Da politico del Pdl non ritine di dovere affrontare un percorso di autocritica rispetto a campagne elettorali  demagogiche e urlate, specie in tv, sulle tematiche della sicurezza? E sulle leggi come la Cirielli, la Fini-Giovanardi sulle droghe e la Bossi Fini sugli extracomunitari?

E’ un percorso che ho già iniziato. Proprio a Poggioreale ho maturato la convinzione che queste tre normative che lei ha elencato di fatto si sono dimostrate leggi criminogene e per nulla efficaci per la sicurezza pubblica

E da magistrato non ha ripensato la propria convinzione rispetto alla separazione delle carriere?
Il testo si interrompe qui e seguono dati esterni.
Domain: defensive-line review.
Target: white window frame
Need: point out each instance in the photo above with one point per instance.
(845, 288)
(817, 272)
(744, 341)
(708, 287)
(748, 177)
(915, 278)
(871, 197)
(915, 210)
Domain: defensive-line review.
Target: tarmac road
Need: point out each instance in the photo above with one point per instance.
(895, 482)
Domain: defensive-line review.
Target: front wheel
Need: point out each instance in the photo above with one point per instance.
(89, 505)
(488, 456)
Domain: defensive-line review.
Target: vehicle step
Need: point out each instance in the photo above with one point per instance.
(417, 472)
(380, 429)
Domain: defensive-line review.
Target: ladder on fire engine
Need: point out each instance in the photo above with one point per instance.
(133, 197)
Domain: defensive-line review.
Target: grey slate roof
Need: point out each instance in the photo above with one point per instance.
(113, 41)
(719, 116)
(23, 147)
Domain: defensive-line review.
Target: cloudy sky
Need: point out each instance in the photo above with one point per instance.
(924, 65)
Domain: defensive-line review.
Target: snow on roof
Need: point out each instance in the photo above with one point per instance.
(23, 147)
Purtroppo, e sottolineo purtroppo, sì. Io sono nato, cresciuto e ho studiato nella convinzione che il pm e il giudice dovessero provenire dalla stessa cultura giuridica e giurisdizionale. In altre parole non ritenevo che il nostro sistema potesse prevedere l’avvocato dell’accusa. In Italia il pm è obbligato a ricercare la verità processuale e anche le prove favorevoli all’imputato, un unicum nel suo genere in tutto il mondo occidentale. Nei fatti tutto ciò si è rivelato solo un’utopia, a volte pericolosa, quindi sarei ipocrita se non le dicessi che ho ripensato anche questa mia convinzione.

Se uno volesse essere un po’ cinico direbbe che ai politici, forse, una certa dose di “galera” può persino far bene se poi ne escono così forti e rinnovati nello spirito come lei sembra essere. Non mi voglio spingere a tanto, però un’ultima domanda su quello che lei può avere immagazzinato dal raffronto tra l’ambiente del carcere e quello della politica mi permetta di fargliela: dalla sua esperienza lei cosa imparato?

La realtà carceraria è oggi, nella mia esperienza, strutturalmente preordinata in termini afflittivi per l’essere umano. Il paradosso è che chi la subisce, cioè i detenuti che subiscono e sopportano il sovraffollamento e il personale che vi lavora malpagato e che cerca di migliorarla come può, con mezzi scarsissimi, è anche chi la umanizza. Da questo punto di vista una riflessione non secondaria  per la politica, rispetto all’amnistia di cui si parlava prima, è che se in Italia non siamo ancora arrivati all’esplosione sociale e alle rivolte nelle carceri è proprio grazie alla sopportazione cristiana e alla pazienza di chi soffre nel carcere, sia esso detenuto sia esso personale amministrativo, di polizia penitenziaria e quant’altro. La politica? Come la società italiana, che oggi si dimostra del tutto indifferente a queste cose, ha oggi molto se non tutto da imparare dagli esempi che danno in questo momento coloro che la società vuole punire perché hanno commesso reati. In questo momento i reati, anche molto gravi, si stanno consumando proprio ai danni di coloro che la società pretende di punire.